Some of the first work began this week on the 3.1-mile Metro light rail extension in Mesa, where crews are working on Main Street to find underground utilities.
The activity should only produce minor disruptions for now, Metro spokeswoman Hillary Foose said.
Drivers will find small sections where a lane of traffic is blocked, rather than an extended blockage.
“The crew moves around,” Foose said. “There are limited restrictions and limited traffic impacts,” she said.
The work is occurring from where the light rail line currently ends at Sycamore, to the new end-point that will be constructed east of Mesa Drive. Crews will spend several weeks drilling holes into the road to confirm that water, sewer, communication, gas and other underground lines are buried in the same place they’ve been drawn on construction documents. Crews should be in one location for about one hour.

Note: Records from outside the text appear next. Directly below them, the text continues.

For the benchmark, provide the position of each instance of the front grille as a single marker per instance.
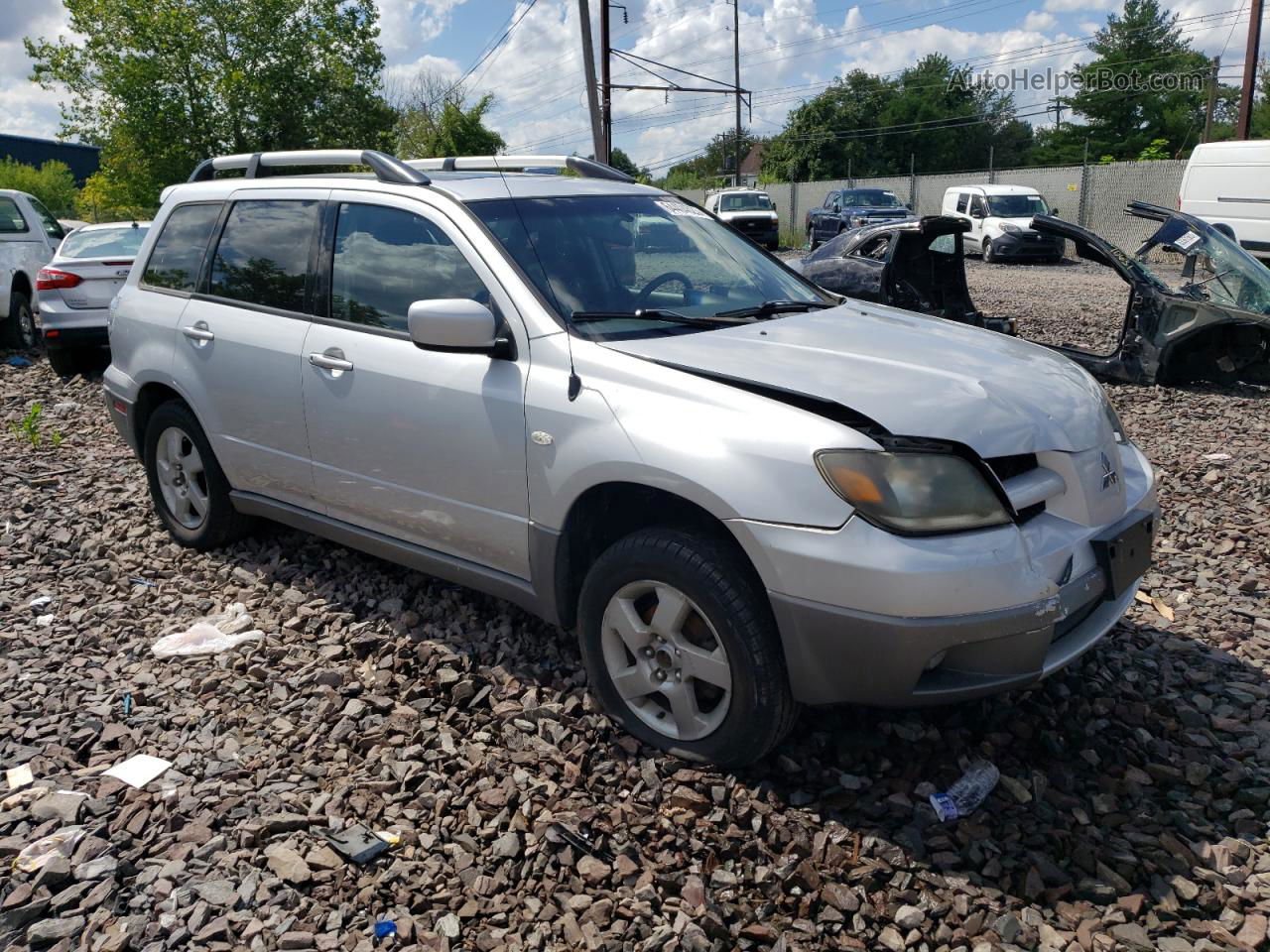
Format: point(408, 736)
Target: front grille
point(1006, 467)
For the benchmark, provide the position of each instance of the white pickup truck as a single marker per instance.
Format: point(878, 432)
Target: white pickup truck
point(28, 238)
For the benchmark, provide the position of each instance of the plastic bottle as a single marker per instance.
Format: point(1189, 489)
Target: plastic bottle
point(964, 796)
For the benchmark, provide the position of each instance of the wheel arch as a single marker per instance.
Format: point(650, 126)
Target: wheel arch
point(608, 512)
point(150, 398)
point(22, 285)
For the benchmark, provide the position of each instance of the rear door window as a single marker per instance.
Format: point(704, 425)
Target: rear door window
point(178, 254)
point(385, 259)
point(263, 254)
point(48, 221)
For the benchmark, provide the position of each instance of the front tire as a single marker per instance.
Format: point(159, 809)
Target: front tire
point(18, 330)
point(187, 485)
point(683, 651)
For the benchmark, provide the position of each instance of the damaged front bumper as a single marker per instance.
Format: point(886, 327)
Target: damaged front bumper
point(871, 619)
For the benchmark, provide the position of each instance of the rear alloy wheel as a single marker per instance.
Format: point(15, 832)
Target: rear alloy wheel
point(18, 330)
point(189, 489)
point(681, 648)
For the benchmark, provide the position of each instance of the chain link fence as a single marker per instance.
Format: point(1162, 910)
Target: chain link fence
point(1092, 195)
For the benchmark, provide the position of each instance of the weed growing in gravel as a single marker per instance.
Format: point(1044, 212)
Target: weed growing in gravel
point(27, 429)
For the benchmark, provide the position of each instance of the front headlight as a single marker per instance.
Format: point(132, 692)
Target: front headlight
point(912, 493)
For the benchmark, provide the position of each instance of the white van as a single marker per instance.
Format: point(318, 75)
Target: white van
point(1228, 182)
point(1000, 221)
point(748, 211)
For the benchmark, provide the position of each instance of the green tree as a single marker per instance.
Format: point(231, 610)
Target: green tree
point(435, 118)
point(163, 85)
point(865, 125)
point(1124, 95)
point(53, 182)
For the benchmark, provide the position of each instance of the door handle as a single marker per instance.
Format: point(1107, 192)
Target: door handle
point(329, 362)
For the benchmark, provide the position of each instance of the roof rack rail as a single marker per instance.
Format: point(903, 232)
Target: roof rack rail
point(385, 167)
point(585, 168)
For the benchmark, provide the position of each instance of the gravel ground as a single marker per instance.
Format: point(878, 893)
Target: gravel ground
point(1075, 303)
point(1132, 811)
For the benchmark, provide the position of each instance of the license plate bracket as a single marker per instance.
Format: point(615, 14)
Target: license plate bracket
point(1124, 551)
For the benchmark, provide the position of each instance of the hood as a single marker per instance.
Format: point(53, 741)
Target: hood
point(870, 211)
point(917, 376)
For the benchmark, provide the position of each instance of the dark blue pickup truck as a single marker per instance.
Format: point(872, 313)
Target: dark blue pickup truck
point(852, 208)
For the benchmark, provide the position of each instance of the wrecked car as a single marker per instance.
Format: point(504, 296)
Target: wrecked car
point(917, 264)
point(740, 492)
point(1202, 316)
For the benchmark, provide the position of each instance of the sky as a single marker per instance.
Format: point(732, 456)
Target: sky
point(527, 55)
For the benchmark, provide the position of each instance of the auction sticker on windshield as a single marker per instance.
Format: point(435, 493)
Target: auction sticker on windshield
point(1187, 240)
point(681, 211)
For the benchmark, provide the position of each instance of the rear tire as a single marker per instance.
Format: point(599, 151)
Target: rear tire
point(67, 361)
point(706, 682)
point(18, 330)
point(187, 485)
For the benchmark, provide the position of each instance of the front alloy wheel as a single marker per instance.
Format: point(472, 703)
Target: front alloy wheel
point(666, 660)
point(681, 647)
point(182, 477)
point(189, 489)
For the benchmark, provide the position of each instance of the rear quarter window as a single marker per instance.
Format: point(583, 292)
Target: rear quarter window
point(10, 217)
point(178, 254)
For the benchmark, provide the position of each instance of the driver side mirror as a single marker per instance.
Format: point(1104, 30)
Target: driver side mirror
point(456, 325)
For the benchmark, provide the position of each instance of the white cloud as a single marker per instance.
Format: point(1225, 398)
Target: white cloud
point(1039, 21)
point(1080, 5)
point(27, 109)
point(411, 23)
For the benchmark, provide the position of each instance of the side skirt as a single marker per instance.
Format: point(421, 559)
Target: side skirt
point(426, 560)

Metro is holding back on any major projects until after July 4.
Mesa had asked the transit agency to focus only on light-duty work until after the Arizona Celebration of Freedom on June 29-30. The city wants to keep Main intact for the festival that draws tens of thousands of visitors to downtown Mesa.
“There won’t be any activity during the Celebration of Freedom, which is what we committed to do,” Foose said.
Construction will transform the streetscape soon after.
By early July, crews will tear out the center median and dig massive holes to relocate nine storm drain manholes spaced along the rail extension.
The work will begin at Robson in downtown and move east. Once crews reach the end of the line, they’ll shift to Sycamore and work east toward downtown.
Metro hasn’t established exact dates for each step of that process, but Foose said businesses will get advance notice as various construction activities approach.
Main Street will have at least one lane of traffic in each direction through most of the construction process. A limited number of overnight or weekend closures will be required at some stages of the work.
Mesa and Metro have developed a plan to minimize disruption in the downtown. One element of that requires Metro to perform the most intrusive construction projects when downtown is less active in the summer.
“We have a moratorium before the winter season begins,” Foose said. “We made a commitment for the business community that we would refrain from doing really heavy work.”
The $200 million extension is scheduled to open in fall 2015. It will add four new stations and a park-and-ride lot at Mesa Drive.